Les responsables de Donald Trump ont encouragé à plusieurs reprises les imprimeurs de monnaie du pays à concevoir un billet de 250 dollars à l’effigie du président, malgré une loi vieille de 159 ans interdisant l’apparition de personnes vivantes sur la monnaie américaine.
Des responsables du Trésor, le trésorier américain Brandon Beach et son conseiller principal Mike Brown, ont fait appel à plusieurs reprises au personnel du Bureau de gravure et d’impression pour produire des prototypes, ont déclaré quatre employés actuels et anciens au Washington Post.
Les travailleurs ont tiré la sonnette d’alarme car la loi fédérale depuis 1866 interdit aux personnes vivantes d’apparaître avec de l’argent physique.
En août et septembre, Beach a présenté au personnel du bureau des maquettes représentant le portrait de Trump au centre, sa signature sur le côté gauche et l’autographe du secrétaire au Trésor Scott Besant de l’autre.
Le peintre britannique Iain Alexander, qui a conçu le modèle, a déclaré qu’il avait été approuvé par le président.
“Il aime m’appeler son artiste britannique préféré”, a déclaré Alexander au Post.
Un projet de loi autorisant un portrait de Trump sur les projets de loi commémorant le 250e anniversaire de la nation a été présenté au Congrès l’année dernière, mais est au point mort.
La directrice du bureau, Patricia « Patti » Solimene, a été brusquement mutée le 27 avril après avoir averti Beach et Brown des complications juridiques.
Une maquette du projet de loi de 250 $ présentant le visage du président et la signature donnée par les responsables de l’administration au personnel du Bureau de gravure et d’impression en août.
Scott Bessant a contesté les informations du Post jeudi lors d’un point de presse à la Maison Blanche, brandissant une copie d’un article de journal citant la loi.
“Elle leur a dit que nous n’étions pas autorisés à faire cela.

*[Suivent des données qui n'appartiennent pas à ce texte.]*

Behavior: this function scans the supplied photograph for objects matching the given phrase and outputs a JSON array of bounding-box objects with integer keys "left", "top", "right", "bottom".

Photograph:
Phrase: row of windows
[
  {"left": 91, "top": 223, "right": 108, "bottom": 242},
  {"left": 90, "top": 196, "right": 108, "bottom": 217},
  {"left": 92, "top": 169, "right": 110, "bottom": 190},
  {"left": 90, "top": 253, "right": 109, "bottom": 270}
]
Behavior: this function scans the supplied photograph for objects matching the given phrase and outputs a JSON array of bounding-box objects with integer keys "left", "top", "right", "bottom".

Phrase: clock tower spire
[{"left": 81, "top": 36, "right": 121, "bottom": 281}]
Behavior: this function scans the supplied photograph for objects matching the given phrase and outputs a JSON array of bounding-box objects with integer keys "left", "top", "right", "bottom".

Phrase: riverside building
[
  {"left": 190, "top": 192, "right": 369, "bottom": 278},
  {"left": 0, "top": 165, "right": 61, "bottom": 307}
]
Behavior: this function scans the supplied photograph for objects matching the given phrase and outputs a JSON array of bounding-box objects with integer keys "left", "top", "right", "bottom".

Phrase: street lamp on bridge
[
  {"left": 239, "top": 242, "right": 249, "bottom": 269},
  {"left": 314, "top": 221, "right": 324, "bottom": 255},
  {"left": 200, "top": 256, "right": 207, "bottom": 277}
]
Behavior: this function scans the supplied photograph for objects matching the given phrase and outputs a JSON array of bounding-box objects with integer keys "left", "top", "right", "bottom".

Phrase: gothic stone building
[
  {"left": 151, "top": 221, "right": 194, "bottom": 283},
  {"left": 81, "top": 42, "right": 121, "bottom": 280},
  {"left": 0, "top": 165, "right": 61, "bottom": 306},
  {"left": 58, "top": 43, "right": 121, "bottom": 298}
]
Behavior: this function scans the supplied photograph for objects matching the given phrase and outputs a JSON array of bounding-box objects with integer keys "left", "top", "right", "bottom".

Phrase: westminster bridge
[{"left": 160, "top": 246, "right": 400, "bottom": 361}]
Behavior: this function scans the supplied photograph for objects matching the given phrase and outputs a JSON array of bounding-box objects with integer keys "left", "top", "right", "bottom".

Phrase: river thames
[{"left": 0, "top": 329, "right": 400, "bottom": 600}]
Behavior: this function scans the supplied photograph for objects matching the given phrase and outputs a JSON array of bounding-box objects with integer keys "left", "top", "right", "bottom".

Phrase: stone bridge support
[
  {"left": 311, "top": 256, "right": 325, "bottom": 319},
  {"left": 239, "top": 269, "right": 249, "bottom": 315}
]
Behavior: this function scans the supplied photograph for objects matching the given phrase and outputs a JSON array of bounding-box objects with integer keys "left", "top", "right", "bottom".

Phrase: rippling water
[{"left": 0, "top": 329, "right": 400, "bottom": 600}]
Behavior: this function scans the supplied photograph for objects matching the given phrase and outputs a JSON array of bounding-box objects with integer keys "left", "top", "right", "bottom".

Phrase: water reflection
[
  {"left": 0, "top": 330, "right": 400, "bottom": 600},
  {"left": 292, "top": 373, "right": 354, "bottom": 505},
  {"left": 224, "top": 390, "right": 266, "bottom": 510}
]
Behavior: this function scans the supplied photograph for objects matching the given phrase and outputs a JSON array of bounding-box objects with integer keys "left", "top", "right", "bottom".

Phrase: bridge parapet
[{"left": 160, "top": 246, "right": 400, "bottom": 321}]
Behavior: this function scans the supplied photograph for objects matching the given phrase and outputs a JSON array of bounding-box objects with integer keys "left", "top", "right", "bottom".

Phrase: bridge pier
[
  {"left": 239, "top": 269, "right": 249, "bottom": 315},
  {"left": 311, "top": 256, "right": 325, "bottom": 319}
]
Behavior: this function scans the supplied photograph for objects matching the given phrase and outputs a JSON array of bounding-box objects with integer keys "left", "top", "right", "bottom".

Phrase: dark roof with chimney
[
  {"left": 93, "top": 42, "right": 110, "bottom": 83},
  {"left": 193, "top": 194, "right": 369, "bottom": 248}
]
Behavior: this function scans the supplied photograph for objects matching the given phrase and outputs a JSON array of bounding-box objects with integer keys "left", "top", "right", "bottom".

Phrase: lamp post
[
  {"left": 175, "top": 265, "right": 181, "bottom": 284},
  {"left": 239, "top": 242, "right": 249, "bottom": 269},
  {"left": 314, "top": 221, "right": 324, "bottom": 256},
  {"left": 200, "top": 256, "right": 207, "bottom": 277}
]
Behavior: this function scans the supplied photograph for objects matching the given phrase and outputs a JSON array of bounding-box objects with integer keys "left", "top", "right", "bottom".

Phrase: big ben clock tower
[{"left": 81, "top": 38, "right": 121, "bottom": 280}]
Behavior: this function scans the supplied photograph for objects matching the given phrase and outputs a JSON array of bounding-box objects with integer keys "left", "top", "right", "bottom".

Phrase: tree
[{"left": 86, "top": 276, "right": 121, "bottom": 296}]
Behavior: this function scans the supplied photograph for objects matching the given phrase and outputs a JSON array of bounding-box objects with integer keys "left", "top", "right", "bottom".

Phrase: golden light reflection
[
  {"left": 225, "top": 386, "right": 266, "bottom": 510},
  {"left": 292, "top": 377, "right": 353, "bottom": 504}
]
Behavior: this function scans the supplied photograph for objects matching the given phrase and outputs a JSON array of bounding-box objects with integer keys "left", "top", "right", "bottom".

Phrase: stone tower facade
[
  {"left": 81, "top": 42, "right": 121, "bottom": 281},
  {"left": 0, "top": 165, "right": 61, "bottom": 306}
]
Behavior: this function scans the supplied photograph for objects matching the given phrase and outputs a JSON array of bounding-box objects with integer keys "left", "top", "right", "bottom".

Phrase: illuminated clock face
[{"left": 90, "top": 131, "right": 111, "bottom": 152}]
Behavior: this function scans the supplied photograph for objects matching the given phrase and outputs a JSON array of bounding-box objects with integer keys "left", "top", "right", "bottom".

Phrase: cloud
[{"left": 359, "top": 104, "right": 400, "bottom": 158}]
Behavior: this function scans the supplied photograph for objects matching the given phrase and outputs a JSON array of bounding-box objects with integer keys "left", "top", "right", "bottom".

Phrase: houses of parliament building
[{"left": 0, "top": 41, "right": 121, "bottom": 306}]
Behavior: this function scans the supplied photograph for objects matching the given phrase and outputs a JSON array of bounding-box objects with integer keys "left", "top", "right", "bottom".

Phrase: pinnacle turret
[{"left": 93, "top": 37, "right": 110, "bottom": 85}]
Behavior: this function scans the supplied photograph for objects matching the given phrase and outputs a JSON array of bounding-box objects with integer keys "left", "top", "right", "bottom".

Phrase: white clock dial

Nous ne pouvons pas avancer et toutes les personnes impliquées ne se sont même pas rencontrées pour discuter des prochaines étapes”, a déclaré un employé au Post.
“Une monnaie prend souvent six à huit ans pour produire un nouveau billet, surtout s’il s’agit d’un billet d’une telle valeur.”
Dans un mail adressé à ses collègues, Solimène écrit qu’elle partait “le cœur lourd” et que ce n’était “pas mon choix”.
Elle a ajouté qu’elle “n’a jamais sacrifié ses valeurs ou son caractère ou celui de l’organisation et a toujours donné la priorité au programme de change américain et à la valeur que chaque employé apporte à la mission”.
“Le dollar s’est arrêté ici”, concluait avec insistance le courriel obtenu par le Post.
Solimene, vétéran militaire de 24 ans, a été la première femme directrice du bureau.
Bessent s’est opposé aux reportages du Post jeudi lors d’un point de presse à la Maison Blanche, remplaçant Caroline Leavitt, qui est en congé de maternité.
« Terriblement écrit, terriblement édité », dit-il en brandissant l’article du journal.
Bessent a défendu son équipe, affirmant qu’ils avaient rédigé le mémo mais qu’ils “respectaient la loi” et étaient “prêts à tout si (la loi) était adoptée”.
“On ne peut pas dessiner quelque chose la veille”, a déclaré Bessent.
La conception et l’impression du nouveau projet de loi nécessitent une coordination avec la Réserve fédérale, les services secrets et des entreprises privées, même avec l’autorisation du Congrès, a déclaré Larry Felix, ancien directeur du bureau.
Il a fallu plus d’une décennie pour créer un billet de 100 dollars doté de fonctionnalités anti-contrefaçon, a-t-il déclaré au Post.
“Ces types pensent que vous pouvez imprimer quelque chose du jour au lendemain et que cela fonctionnera à un distributeur automatique. C’est tout simplement fou”, a déclaré un responsable du bureau au Post. “Il faut des années et des années pour que ces billets soient fiables pour le public.”
Les efforts de l’administration Trump coïncident avec d’autres annonces patriotiques commémorant la fondation de l’Amérique, notamment un arc de triomphe de 250 pieds, surnommé Trump Gate, prévu pour le cimetière national d’Arlington.